KA: Are there are “secret spots” you recommend photographing?
JS: “Everything in Aspen shoots well in the morning, but for people that like to sleep in, Capitol Peak is a great place to take pictures in the evening. You can mountain bike up during the summer. It’s a real neat place to get to, and you won’t have a bunch of other people to share with.
“Another easy one is the Rio Grande Trail. It’s an old railroad route that follows the river. There are a million opportunities there; many cool places to stop, and you’ll have the whole place to yourself. It’s plowed or groomed in the winter.”
KA: Where’s the best place to capture Aspen?
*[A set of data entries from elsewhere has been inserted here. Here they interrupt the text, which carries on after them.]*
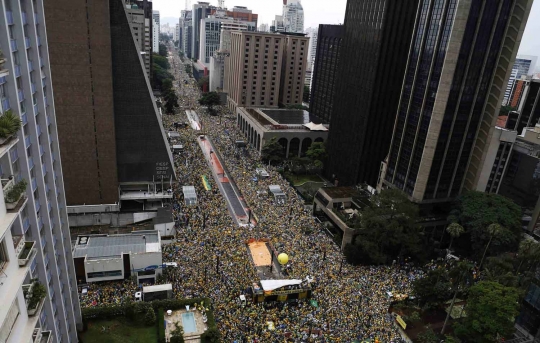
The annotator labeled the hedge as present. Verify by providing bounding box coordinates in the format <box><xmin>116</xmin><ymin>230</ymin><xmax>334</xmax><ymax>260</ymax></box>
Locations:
<box><xmin>157</xmin><ymin>308</ymin><xmax>165</xmax><ymax>343</ymax></box>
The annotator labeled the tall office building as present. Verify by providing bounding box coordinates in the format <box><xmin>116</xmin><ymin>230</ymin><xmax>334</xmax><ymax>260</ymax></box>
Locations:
<box><xmin>381</xmin><ymin>0</ymin><xmax>533</xmax><ymax>204</ymax></box>
<box><xmin>259</xmin><ymin>23</ymin><xmax>269</xmax><ymax>32</ymax></box>
<box><xmin>282</xmin><ymin>0</ymin><xmax>304</xmax><ymax>33</ymax></box>
<box><xmin>225</xmin><ymin>32</ymin><xmax>308</xmax><ymax>110</ymax></box>
<box><xmin>503</xmin><ymin>55</ymin><xmax>537</xmax><ymax>105</ymax></box>
<box><xmin>211</xmin><ymin>6</ymin><xmax>258</xmax><ymax>26</ymax></box>
<box><xmin>0</xmin><ymin>0</ymin><xmax>82</xmax><ymax>342</ymax></box>
<box><xmin>325</xmin><ymin>0</ymin><xmax>420</xmax><ymax>187</ymax></box>
<box><xmin>182</xmin><ymin>10</ymin><xmax>193</xmax><ymax>58</ymax></box>
<box><xmin>152</xmin><ymin>10</ymin><xmax>159</xmax><ymax>53</ymax></box>
<box><xmin>125</xmin><ymin>1</ymin><xmax>152</xmax><ymax>77</ymax></box>
<box><xmin>309</xmin><ymin>24</ymin><xmax>343</xmax><ymax>124</ymax></box>
<box><xmin>192</xmin><ymin>2</ymin><xmax>214</xmax><ymax>61</ymax></box>
<box><xmin>44</xmin><ymin>0</ymin><xmax>175</xmax><ymax>225</ymax></box>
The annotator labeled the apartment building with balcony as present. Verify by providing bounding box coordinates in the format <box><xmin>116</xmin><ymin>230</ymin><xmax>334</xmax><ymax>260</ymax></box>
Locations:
<box><xmin>0</xmin><ymin>0</ymin><xmax>82</xmax><ymax>342</ymax></box>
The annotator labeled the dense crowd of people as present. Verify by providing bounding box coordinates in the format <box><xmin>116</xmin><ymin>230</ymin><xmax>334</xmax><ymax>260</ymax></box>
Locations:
<box><xmin>79</xmin><ymin>49</ymin><xmax>424</xmax><ymax>342</ymax></box>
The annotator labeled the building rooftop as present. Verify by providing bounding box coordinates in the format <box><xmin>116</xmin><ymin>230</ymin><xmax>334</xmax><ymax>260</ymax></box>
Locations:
<box><xmin>73</xmin><ymin>231</ymin><xmax>160</xmax><ymax>260</ymax></box>
<box><xmin>261</xmin><ymin>109</ymin><xmax>311</xmax><ymax>124</ymax></box>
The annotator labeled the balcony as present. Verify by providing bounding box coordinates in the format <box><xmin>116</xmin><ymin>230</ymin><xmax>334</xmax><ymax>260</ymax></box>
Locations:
<box><xmin>25</xmin><ymin>37</ymin><xmax>31</xmax><ymax>49</ymax></box>
<box><xmin>22</xmin><ymin>113</ymin><xmax>28</xmax><ymax>125</ymax></box>
<box><xmin>31</xmin><ymin>177</ymin><xmax>37</xmax><ymax>192</ymax></box>
<box><xmin>34</xmin><ymin>12</ymin><xmax>39</xmax><ymax>24</ymax></box>
<box><xmin>40</xmin><ymin>331</ymin><xmax>52</xmax><ymax>343</ymax></box>
<box><xmin>34</xmin><ymin>103</ymin><xmax>38</xmax><ymax>115</ymax></box>
<box><xmin>41</xmin><ymin>76</ymin><xmax>46</xmax><ymax>88</ymax></box>
<box><xmin>37</xmin><ymin>37</ymin><xmax>41</xmax><ymax>47</ymax></box>
<box><xmin>29</xmin><ymin>157</ymin><xmax>34</xmax><ymax>170</ymax></box>
<box><xmin>12</xmin><ymin>233</ymin><xmax>24</xmax><ymax>255</ymax></box>
<box><xmin>1</xmin><ymin>97</ymin><xmax>10</xmax><ymax>111</ymax></box>
<box><xmin>10</xmin><ymin>39</ymin><xmax>17</xmax><ymax>52</ymax></box>
<box><xmin>28</xmin><ymin>60</ymin><xmax>33</xmax><ymax>71</ymax></box>
<box><xmin>31</xmin><ymin>82</ymin><xmax>36</xmax><ymax>94</ymax></box>
<box><xmin>23</xmin><ymin>280</ymin><xmax>46</xmax><ymax>317</ymax></box>
<box><xmin>39</xmin><ymin>145</ymin><xmax>44</xmax><ymax>156</ymax></box>
<box><xmin>4</xmin><ymin>178</ymin><xmax>27</xmax><ymax>210</ymax></box>
<box><xmin>42</xmin><ymin>164</ymin><xmax>46</xmax><ymax>176</ymax></box>
<box><xmin>18</xmin><ymin>88</ymin><xmax>24</xmax><ymax>101</ymax></box>
<box><xmin>0</xmin><ymin>50</ymin><xmax>8</xmax><ymax>77</ymax></box>
<box><xmin>18</xmin><ymin>241</ymin><xmax>36</xmax><ymax>266</ymax></box>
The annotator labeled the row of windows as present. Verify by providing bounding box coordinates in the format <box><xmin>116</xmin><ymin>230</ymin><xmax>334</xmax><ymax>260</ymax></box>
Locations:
<box><xmin>87</xmin><ymin>270</ymin><xmax>123</xmax><ymax>279</ymax></box>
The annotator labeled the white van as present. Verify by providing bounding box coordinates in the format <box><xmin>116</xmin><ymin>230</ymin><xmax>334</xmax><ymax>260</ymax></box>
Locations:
<box><xmin>163</xmin><ymin>262</ymin><xmax>178</xmax><ymax>268</ymax></box>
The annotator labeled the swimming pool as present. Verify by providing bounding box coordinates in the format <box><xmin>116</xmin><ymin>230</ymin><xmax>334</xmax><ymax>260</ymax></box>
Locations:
<box><xmin>181</xmin><ymin>312</ymin><xmax>197</xmax><ymax>333</ymax></box>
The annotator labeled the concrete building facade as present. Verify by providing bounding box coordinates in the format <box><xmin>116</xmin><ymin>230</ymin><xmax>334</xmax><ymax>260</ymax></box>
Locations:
<box><xmin>152</xmin><ymin>10</ymin><xmax>159</xmax><ymax>53</ymax></box>
<box><xmin>282</xmin><ymin>0</ymin><xmax>304</xmax><ymax>33</ymax></box>
<box><xmin>235</xmin><ymin>107</ymin><xmax>327</xmax><ymax>157</ymax></box>
<box><xmin>279</xmin><ymin>34</ymin><xmax>309</xmax><ymax>106</ymax></box>
<box><xmin>309</xmin><ymin>24</ymin><xmax>343</xmax><ymax>124</ymax></box>
<box><xmin>181</xmin><ymin>10</ymin><xmax>193</xmax><ymax>58</ymax></box>
<box><xmin>192</xmin><ymin>2</ymin><xmax>214</xmax><ymax>61</ymax></box>
<box><xmin>125</xmin><ymin>1</ymin><xmax>152</xmax><ymax>77</ymax></box>
<box><xmin>0</xmin><ymin>0</ymin><xmax>83</xmax><ymax>342</ymax></box>
<box><xmin>381</xmin><ymin>0</ymin><xmax>533</xmax><ymax>204</ymax></box>
<box><xmin>44</xmin><ymin>0</ymin><xmax>175</xmax><ymax>221</ymax></box>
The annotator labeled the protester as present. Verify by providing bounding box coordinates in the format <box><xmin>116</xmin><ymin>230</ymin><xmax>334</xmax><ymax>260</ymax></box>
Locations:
<box><xmin>79</xmin><ymin>51</ymin><xmax>419</xmax><ymax>342</ymax></box>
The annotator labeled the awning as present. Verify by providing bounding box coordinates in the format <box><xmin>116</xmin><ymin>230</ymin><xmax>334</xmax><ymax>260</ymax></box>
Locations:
<box><xmin>260</xmin><ymin>279</ymin><xmax>303</xmax><ymax>291</ymax></box>
<box><xmin>303</xmin><ymin>122</ymin><xmax>328</xmax><ymax>131</ymax></box>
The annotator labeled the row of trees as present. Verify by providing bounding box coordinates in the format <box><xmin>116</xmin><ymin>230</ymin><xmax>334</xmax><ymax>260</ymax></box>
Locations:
<box><xmin>260</xmin><ymin>138</ymin><xmax>327</xmax><ymax>172</ymax></box>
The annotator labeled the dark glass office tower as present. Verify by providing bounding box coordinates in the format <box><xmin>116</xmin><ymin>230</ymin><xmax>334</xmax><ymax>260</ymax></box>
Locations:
<box><xmin>325</xmin><ymin>0</ymin><xmax>420</xmax><ymax>187</ymax></box>
<box><xmin>382</xmin><ymin>0</ymin><xmax>533</xmax><ymax>203</ymax></box>
<box><xmin>309</xmin><ymin>24</ymin><xmax>343</xmax><ymax>124</ymax></box>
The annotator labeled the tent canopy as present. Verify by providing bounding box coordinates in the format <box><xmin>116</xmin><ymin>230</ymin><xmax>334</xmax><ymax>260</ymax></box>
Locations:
<box><xmin>303</xmin><ymin>122</ymin><xmax>328</xmax><ymax>131</ymax></box>
<box><xmin>182</xmin><ymin>186</ymin><xmax>197</xmax><ymax>206</ymax></box>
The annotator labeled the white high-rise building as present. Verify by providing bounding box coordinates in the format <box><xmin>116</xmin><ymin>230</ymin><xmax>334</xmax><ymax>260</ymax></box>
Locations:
<box><xmin>152</xmin><ymin>10</ymin><xmax>160</xmax><ymax>53</ymax></box>
<box><xmin>0</xmin><ymin>1</ymin><xmax>82</xmax><ymax>342</ymax></box>
<box><xmin>258</xmin><ymin>23</ymin><xmax>269</xmax><ymax>32</ymax></box>
<box><xmin>306</xmin><ymin>27</ymin><xmax>318</xmax><ymax>88</ymax></box>
<box><xmin>282</xmin><ymin>0</ymin><xmax>304</xmax><ymax>33</ymax></box>
<box><xmin>503</xmin><ymin>55</ymin><xmax>538</xmax><ymax>106</ymax></box>
<box><xmin>173</xmin><ymin>23</ymin><xmax>180</xmax><ymax>43</ymax></box>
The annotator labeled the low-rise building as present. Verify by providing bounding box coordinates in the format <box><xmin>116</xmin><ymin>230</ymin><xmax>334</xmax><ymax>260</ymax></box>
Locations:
<box><xmin>72</xmin><ymin>231</ymin><xmax>162</xmax><ymax>284</ymax></box>
<box><xmin>235</xmin><ymin>107</ymin><xmax>327</xmax><ymax>157</ymax></box>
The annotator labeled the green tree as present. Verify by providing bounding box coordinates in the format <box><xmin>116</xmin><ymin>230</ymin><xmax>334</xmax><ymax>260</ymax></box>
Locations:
<box><xmin>144</xmin><ymin>307</ymin><xmax>156</xmax><ymax>326</ymax></box>
<box><xmin>303</xmin><ymin>85</ymin><xmax>310</xmax><ymax>103</ymax></box>
<box><xmin>170</xmin><ymin>322</ymin><xmax>185</xmax><ymax>343</ymax></box>
<box><xmin>290</xmin><ymin>156</ymin><xmax>311</xmax><ymax>175</ymax></box>
<box><xmin>441</xmin><ymin>261</ymin><xmax>474</xmax><ymax>335</ymax></box>
<box><xmin>479</xmin><ymin>223</ymin><xmax>510</xmax><ymax>268</ymax></box>
<box><xmin>159</xmin><ymin>43</ymin><xmax>168</xmax><ymax>57</ymax></box>
<box><xmin>200</xmin><ymin>327</ymin><xmax>220</xmax><ymax>343</ymax></box>
<box><xmin>516</xmin><ymin>239</ymin><xmax>540</xmax><ymax>274</ymax></box>
<box><xmin>348</xmin><ymin>189</ymin><xmax>424</xmax><ymax>264</ymax></box>
<box><xmin>261</xmin><ymin>137</ymin><xmax>285</xmax><ymax>165</ymax></box>
<box><xmin>483</xmin><ymin>254</ymin><xmax>519</xmax><ymax>287</ymax></box>
<box><xmin>197</xmin><ymin>75</ymin><xmax>209</xmax><ymax>90</ymax></box>
<box><xmin>159</xmin><ymin>33</ymin><xmax>171</xmax><ymax>43</ymax></box>
<box><xmin>454</xmin><ymin>281</ymin><xmax>521</xmax><ymax>342</ymax></box>
<box><xmin>153</xmin><ymin>63</ymin><xmax>173</xmax><ymax>90</ymax></box>
<box><xmin>164</xmin><ymin>91</ymin><xmax>179</xmax><ymax>114</ymax></box>
<box><xmin>198</xmin><ymin>92</ymin><xmax>221</xmax><ymax>111</ymax></box>
<box><xmin>306</xmin><ymin>142</ymin><xmax>327</xmax><ymax>169</ymax></box>
<box><xmin>499</xmin><ymin>105</ymin><xmax>516</xmax><ymax>117</ymax></box>
<box><xmin>162</xmin><ymin>79</ymin><xmax>173</xmax><ymax>93</ymax></box>
<box><xmin>449</xmin><ymin>191</ymin><xmax>521</xmax><ymax>258</ymax></box>
<box><xmin>413</xmin><ymin>267</ymin><xmax>452</xmax><ymax>309</ymax></box>
<box><xmin>417</xmin><ymin>326</ymin><xmax>439</xmax><ymax>343</ymax></box>
<box><xmin>446</xmin><ymin>223</ymin><xmax>464</xmax><ymax>251</ymax></box>
<box><xmin>184</xmin><ymin>64</ymin><xmax>192</xmax><ymax>76</ymax></box>
<box><xmin>153</xmin><ymin>54</ymin><xmax>170</xmax><ymax>70</ymax></box>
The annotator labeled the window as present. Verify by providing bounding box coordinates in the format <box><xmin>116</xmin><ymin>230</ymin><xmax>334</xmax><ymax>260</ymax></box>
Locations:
<box><xmin>87</xmin><ymin>270</ymin><xmax>123</xmax><ymax>279</ymax></box>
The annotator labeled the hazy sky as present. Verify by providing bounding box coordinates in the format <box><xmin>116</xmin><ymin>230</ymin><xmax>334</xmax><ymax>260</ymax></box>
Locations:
<box><xmin>154</xmin><ymin>0</ymin><xmax>540</xmax><ymax>69</ymax></box>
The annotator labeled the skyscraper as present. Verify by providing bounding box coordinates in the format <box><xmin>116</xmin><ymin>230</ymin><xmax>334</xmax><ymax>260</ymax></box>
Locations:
<box><xmin>381</xmin><ymin>0</ymin><xmax>533</xmax><ymax>203</ymax></box>
<box><xmin>325</xmin><ymin>0</ymin><xmax>420</xmax><ymax>187</ymax></box>
<box><xmin>192</xmin><ymin>2</ymin><xmax>214</xmax><ymax>61</ymax></box>
<box><xmin>282</xmin><ymin>0</ymin><xmax>304</xmax><ymax>33</ymax></box>
<box><xmin>309</xmin><ymin>24</ymin><xmax>343</xmax><ymax>124</ymax></box>
<box><xmin>181</xmin><ymin>10</ymin><xmax>193</xmax><ymax>58</ymax></box>
<box><xmin>0</xmin><ymin>0</ymin><xmax>82</xmax><ymax>342</ymax></box>
<box><xmin>503</xmin><ymin>55</ymin><xmax>537</xmax><ymax>105</ymax></box>
<box><xmin>44</xmin><ymin>0</ymin><xmax>175</xmax><ymax>222</ymax></box>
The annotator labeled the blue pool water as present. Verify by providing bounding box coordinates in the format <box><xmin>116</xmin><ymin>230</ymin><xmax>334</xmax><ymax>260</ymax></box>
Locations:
<box><xmin>181</xmin><ymin>312</ymin><xmax>197</xmax><ymax>333</ymax></box>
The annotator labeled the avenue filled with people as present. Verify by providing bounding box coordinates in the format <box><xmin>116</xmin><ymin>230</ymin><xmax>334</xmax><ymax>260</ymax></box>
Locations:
<box><xmin>79</xmin><ymin>49</ymin><xmax>424</xmax><ymax>342</ymax></box>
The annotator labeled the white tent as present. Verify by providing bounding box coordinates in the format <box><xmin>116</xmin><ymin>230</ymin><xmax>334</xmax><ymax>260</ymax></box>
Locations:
<box><xmin>182</xmin><ymin>186</ymin><xmax>197</xmax><ymax>206</ymax></box>
<box><xmin>303</xmin><ymin>122</ymin><xmax>328</xmax><ymax>131</ymax></box>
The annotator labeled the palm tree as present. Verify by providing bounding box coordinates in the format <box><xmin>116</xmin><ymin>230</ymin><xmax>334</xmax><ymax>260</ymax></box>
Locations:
<box><xmin>441</xmin><ymin>261</ymin><xmax>473</xmax><ymax>335</ymax></box>
<box><xmin>446</xmin><ymin>223</ymin><xmax>465</xmax><ymax>251</ymax></box>
<box><xmin>479</xmin><ymin>223</ymin><xmax>505</xmax><ymax>269</ymax></box>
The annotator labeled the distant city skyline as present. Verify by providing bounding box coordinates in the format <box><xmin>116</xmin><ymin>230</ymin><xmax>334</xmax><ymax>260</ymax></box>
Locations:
<box><xmin>155</xmin><ymin>0</ymin><xmax>540</xmax><ymax>71</ymax></box>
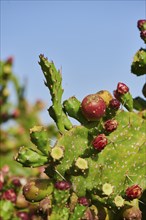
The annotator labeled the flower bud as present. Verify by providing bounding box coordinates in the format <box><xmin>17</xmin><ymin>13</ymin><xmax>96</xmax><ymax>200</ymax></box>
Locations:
<box><xmin>78</xmin><ymin>197</ymin><xmax>89</xmax><ymax>206</ymax></box>
<box><xmin>109</xmin><ymin>99</ymin><xmax>120</xmax><ymax>110</ymax></box>
<box><xmin>2</xmin><ymin>189</ymin><xmax>17</xmax><ymax>203</ymax></box>
<box><xmin>117</xmin><ymin>82</ymin><xmax>129</xmax><ymax>95</ymax></box>
<box><xmin>126</xmin><ymin>185</ymin><xmax>142</xmax><ymax>200</ymax></box>
<box><xmin>54</xmin><ymin>181</ymin><xmax>71</xmax><ymax>190</ymax></box>
<box><xmin>92</xmin><ymin>134</ymin><xmax>108</xmax><ymax>151</ymax></box>
<box><xmin>104</xmin><ymin>119</ymin><xmax>118</xmax><ymax>132</ymax></box>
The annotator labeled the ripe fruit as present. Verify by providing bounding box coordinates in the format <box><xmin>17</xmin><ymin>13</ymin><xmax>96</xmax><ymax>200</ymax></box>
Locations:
<box><xmin>137</xmin><ymin>19</ymin><xmax>146</xmax><ymax>31</ymax></box>
<box><xmin>104</xmin><ymin>119</ymin><xmax>118</xmax><ymax>132</ymax></box>
<box><xmin>2</xmin><ymin>189</ymin><xmax>17</xmax><ymax>203</ymax></box>
<box><xmin>81</xmin><ymin>94</ymin><xmax>106</xmax><ymax>121</ymax></box>
<box><xmin>92</xmin><ymin>134</ymin><xmax>108</xmax><ymax>151</ymax></box>
<box><xmin>117</xmin><ymin>82</ymin><xmax>129</xmax><ymax>95</ymax></box>
<box><xmin>78</xmin><ymin>197</ymin><xmax>89</xmax><ymax>206</ymax></box>
<box><xmin>54</xmin><ymin>181</ymin><xmax>71</xmax><ymax>190</ymax></box>
<box><xmin>125</xmin><ymin>185</ymin><xmax>142</xmax><ymax>200</ymax></box>
<box><xmin>109</xmin><ymin>98</ymin><xmax>120</xmax><ymax>110</ymax></box>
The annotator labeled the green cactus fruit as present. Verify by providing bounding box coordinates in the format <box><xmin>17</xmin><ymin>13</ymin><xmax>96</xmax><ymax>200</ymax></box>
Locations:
<box><xmin>81</xmin><ymin>94</ymin><xmax>106</xmax><ymax>121</ymax></box>
<box><xmin>96</xmin><ymin>90</ymin><xmax>113</xmax><ymax>106</ymax></box>
<box><xmin>131</xmin><ymin>48</ymin><xmax>146</xmax><ymax>76</ymax></box>
<box><xmin>23</xmin><ymin>179</ymin><xmax>53</xmax><ymax>202</ymax></box>
<box><xmin>30</xmin><ymin>126</ymin><xmax>51</xmax><ymax>155</ymax></box>
<box><xmin>63</xmin><ymin>96</ymin><xmax>88</xmax><ymax>125</ymax></box>
<box><xmin>15</xmin><ymin>146</ymin><xmax>48</xmax><ymax>167</ymax></box>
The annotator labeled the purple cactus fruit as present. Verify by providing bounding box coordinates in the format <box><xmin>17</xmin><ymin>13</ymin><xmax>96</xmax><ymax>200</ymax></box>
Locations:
<box><xmin>104</xmin><ymin>119</ymin><xmax>118</xmax><ymax>132</ymax></box>
<box><xmin>117</xmin><ymin>82</ymin><xmax>129</xmax><ymax>95</ymax></box>
<box><xmin>140</xmin><ymin>30</ymin><xmax>146</xmax><ymax>42</ymax></box>
<box><xmin>113</xmin><ymin>90</ymin><xmax>121</xmax><ymax>100</ymax></box>
<box><xmin>109</xmin><ymin>98</ymin><xmax>120</xmax><ymax>110</ymax></box>
<box><xmin>78</xmin><ymin>197</ymin><xmax>89</xmax><ymax>206</ymax></box>
<box><xmin>92</xmin><ymin>134</ymin><xmax>108</xmax><ymax>151</ymax></box>
<box><xmin>12</xmin><ymin>178</ymin><xmax>22</xmax><ymax>188</ymax></box>
<box><xmin>17</xmin><ymin>212</ymin><xmax>29</xmax><ymax>220</ymax></box>
<box><xmin>2</xmin><ymin>189</ymin><xmax>17</xmax><ymax>203</ymax></box>
<box><xmin>81</xmin><ymin>94</ymin><xmax>106</xmax><ymax>121</ymax></box>
<box><xmin>126</xmin><ymin>185</ymin><xmax>142</xmax><ymax>200</ymax></box>
<box><xmin>137</xmin><ymin>19</ymin><xmax>146</xmax><ymax>31</ymax></box>
<box><xmin>54</xmin><ymin>181</ymin><xmax>71</xmax><ymax>190</ymax></box>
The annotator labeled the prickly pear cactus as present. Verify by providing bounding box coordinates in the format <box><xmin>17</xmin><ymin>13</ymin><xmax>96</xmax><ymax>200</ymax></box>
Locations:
<box><xmin>15</xmin><ymin>20</ymin><xmax>146</xmax><ymax>220</ymax></box>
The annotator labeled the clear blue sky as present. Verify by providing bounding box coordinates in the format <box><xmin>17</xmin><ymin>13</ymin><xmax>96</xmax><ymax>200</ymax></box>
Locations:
<box><xmin>1</xmin><ymin>0</ymin><xmax>145</xmax><ymax>124</ymax></box>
JS: “Red mountain. It’s across the valley from the ski hills. The best time is dusk when the town’s lights start to come on. Go to the Hunter Creek Trailhead or drive up hunter creek road. Pick your way up the road (but don’t trespass). What’s even better is when there are fireworks– which happens pretty often throughout the year. This is an amazing place to go watch the fireworks with the mountains in the background. You can get crazy good pictures.”
KA: When should we photograph the fall colors?
JS: “Fall colors move around a little bit each year, but late September you can count on them hitting their peak. Plus, right around then, there may be crisp white snow on the peaks. I recommend Castle Creek Valley. There’s an old ghost town called Ashcroft and you can get abandoned mining buildings with colors and fresh snow.”
KA: Favorite thing to photograph?
JS: “A powder day. It’s so fun to get out there with great riders and a few inches of snow. That blanket of untouched white snow, having your friends carve through it, throwing it up in the air, hooting and hollering. The pictures look beautiful, but they don’t do justice to how much fun people are having out there on those days.”
KA: What’s your favorite photo you’ve ever taken?
JS: “Once I spent the night at headquarters on the tip top of Aspen Highlands in the fall. We drove up the maintenance road, up to the patrol so we could be in place at sunrise.
While the picture is special, the memory is more. Sleeping on the floor, waking up early so we could be in place. The sun rising, crazy colors in the clouds, yellow leaves in the valley.”
KA: Any last tips for us aspiring photographers?
JS: “People worry too much about their equipment, but you can get great pics with your camera phone, a point and shoot, anything in your pocket. Sharing the memories is the most important, so use what you’ve got- don’t worry about flipping your iPhone out.
“The best camera in the world is the one you have with you.”
I can get on board with that. Hopefully, this helped you plan your photo sessions during your next trip to Aspen.